Perhaps NUS has trained me so well to accept things and results are not perfect. Improvement needed to strengthen my weakness. At the end of a day, I got a proper job same with the first class honour people. What's the difference? The difference will be the process and the hardship that I have gone through. I got slapped in my face, telling me to study right away after I flung my mid term, I whined like a child, crying to be consoled to be hugged. I did not get any. I walked back and studied. Terry told me to hang in there, divert my attention, studied German. I am not genius in language, I worked whichever I could. I gotten B or C on them but I am blessed to even gotten a job on this, I knew a nice German friend, and a couple of lovely lecturers become my colleagues. Well, blessings in disguised. I appreciate all the Faith's fall to me.
Learn through the hard way and now failing violin exam doesn't mean anything to me, it meant to me as a process and proves that my hard work was on a wrong direction, in fact I have never felt that I have studied and practiced hard enough for this. I hated myself of being borrowed music books but never read. Photocopied all the scores but never play. I need a push, perhaps a slap on my face telling me I am not good enough! Please work hard, if not, either flung or die.
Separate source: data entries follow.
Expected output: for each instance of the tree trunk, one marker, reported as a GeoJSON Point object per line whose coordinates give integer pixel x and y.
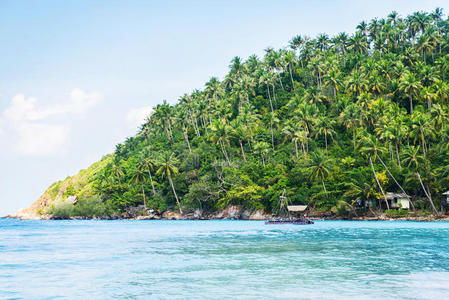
{"type": "Point", "coordinates": [291, 76]}
{"type": "Point", "coordinates": [169, 129]}
{"type": "Point", "coordinates": [353, 136]}
{"type": "Point", "coordinates": [243, 151]}
{"type": "Point", "coordinates": [151, 180]}
{"type": "Point", "coordinates": [174, 192]}
{"type": "Point", "coordinates": [413, 206]}
{"type": "Point", "coordinates": [280, 80]}
{"type": "Point", "coordinates": [186, 136]}
{"type": "Point", "coordinates": [324, 187]}
{"type": "Point", "coordinates": [325, 142]}
{"type": "Point", "coordinates": [224, 152]}
{"type": "Point", "coordinates": [397, 155]}
{"type": "Point", "coordinates": [427, 195]}
{"type": "Point", "coordinates": [269, 97]}
{"type": "Point", "coordinates": [411, 102]}
{"type": "Point", "coordinates": [378, 183]}
{"type": "Point", "coordinates": [304, 150]}
{"type": "Point", "coordinates": [296, 147]}
{"type": "Point", "coordinates": [144, 199]}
No one shows me light on how to improve. The song doesn't sound like what I had imagined. The scales sounded weird. No piano accompanist, not sure how it went wrong. Dominant 7 diminished 7.... It's just not right, old teacher doesn't give me good advices.
Kinda sad, helpless. There, I met yew Shan, I hope he's good, I am paying him good money to coach me, I need him to be strict. Everything from basic, yes please.
Tired now, I have training tomorrow... Well, I look forward to big improvement, I hope I can still walk towards my dream. I don't want to put a stop in it, because I hate how's the world is working now. The only ivory tower where I can hide, it's really the music tower where I feel comfortable. I am not the best, I am trying to be just right...
I shall said, I have really grown up, I finally realized exam is designed for evaluations but it is not for the word "pass" or "fail". I am feeling quite proud of myself.